Each concept set becomes one cohort; each row represents the time during which the concept was observed for that subject. Concepts are looked up in the CDM vocabulary and domain tables (condition_occurrence, drug_exposure, etc.). Concepts not in the vocabulary or in missing domain tables are silently skipped. If a domain has no end date (e.g. procedure, observation), start date is used as end date.
Parameters
Name
Type
Description
Default
cdm
Cdm reference (from cdm_from_con with observation_period and concept table).
required
concept_set
dict[str, list[int] | list[dict]]
Named concept sets: name -> list of concept_id (int) or list of concept specs (dict). Each name becomes one cohort. Concept specs are dicts with: - “concept_id” (int, required) - “include_descendants” (bool, optional): if True, expand via concept_ancestor (requires concept_ancestor table). Default False. - “is_excluded” (bool, optional): if True, exclude this concept from the set. Default False. Simple form: {“cohort_a”: [192671, 123]} uses no descendants and not excluded.
required
name
str
Name of the cohort table (lowercase, letters/numbers/underscores). Default “cohort”.
'cohort'
limit
str
“first” (default) or “all”: include only first occurrence per subject per cohort, or all.
'first'
required_observation
tuple[int, int]
(prior_days, future_days) required observation around the event. Default (0, 0).
(0, 0)
end
str or int
How to set cohort_end_date: “observation_period_end_date” (default), “event_end_date”, or a fixed number of days from cohort_start_date.

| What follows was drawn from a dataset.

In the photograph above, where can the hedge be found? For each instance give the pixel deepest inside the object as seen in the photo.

'observation_period_end_date'
subset_cohort
str
If set, only persons in this cohort table are included.
None
subset_cohort_id
int or list[int]
If set with subset_cohort, only these cohort_definition_id(s) from the subset cohort.
None
overwrite
bool
If True, overwrite existing cohort tables. Default True.
True
Returns
Name
Type
Description
Cdm
CDM with the new cohort table and cohort_set / cohort_attrition populated.
Raises
Name
Type
Description
CohortError
If CDM has no database source, name is invalid, or required tables are missing.